Myocardial T1 and T2 mapping at 3 Tesla MR was obtained from 24 healthy volunteers (16 males and 8 females, mean age, 31±4 years). Shortened modified look-locker inversion recovery was used for T1 mapping and T2-prepared single-shot steady-state free precession was utilized for T2 mapping. Automatic motion correction was done by an elastic registration algorithm based on estimating motion-free synthetic images. For each patient, T1 and T2 mapping were performed consecutively at three short-axis levels in mid-diastole during breathhold (BH), in mid-diastole during free-breathing (FB), and in end-systole during breathhold (SYS-BH). T1 and T2 values were measured in six segments per each level. Mean and standard deviation of slice-averaged myocardial T1 and T2 values were compared between BH, FB and SYS-BH.
Mean slice-averaged myocardial T1 and T2 values displayed good agreement between BH, FB and SYS-BH (T1 values, 1127 vs. 1146 vs. 1123; T2 values, 41 vs. 42 vs. 41). Standard deviation of T1 measurements was significantly different between BH and SYS-BH (p=0.006) and between FB and SYS-BH (p<0.000) but no significant difference was found between BH and FB (p=0.753). Standard deviation of T2 measurements was not statistically different between BH, FB and SYS-BH (p=0.068). Standard deviation of T1 and T2 measurements was lowest in SYS-BH followed by BH and FB.
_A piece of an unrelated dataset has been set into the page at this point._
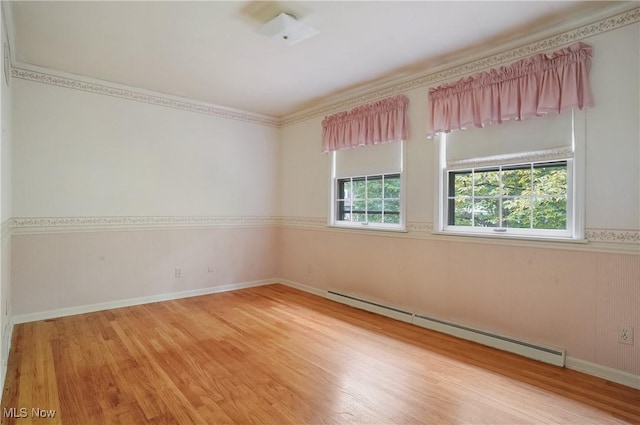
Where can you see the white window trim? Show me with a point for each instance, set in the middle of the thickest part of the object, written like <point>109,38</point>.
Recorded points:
<point>575,157</point>
<point>386,227</point>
Automatic motion correction was effective for both myocardial T1 and T2 quantification. Mean slice-averaged T1 and T2 relaxation times were not different according to breathhold, free-breathing and cardiac cycle. Standard deviation of T1 measurements was significantly reduced in SYS-BH. Variability of myocardial T1 and T2 quantification may be reduced by obtaining in end-systole during breathhold, particularly for T1 mapping.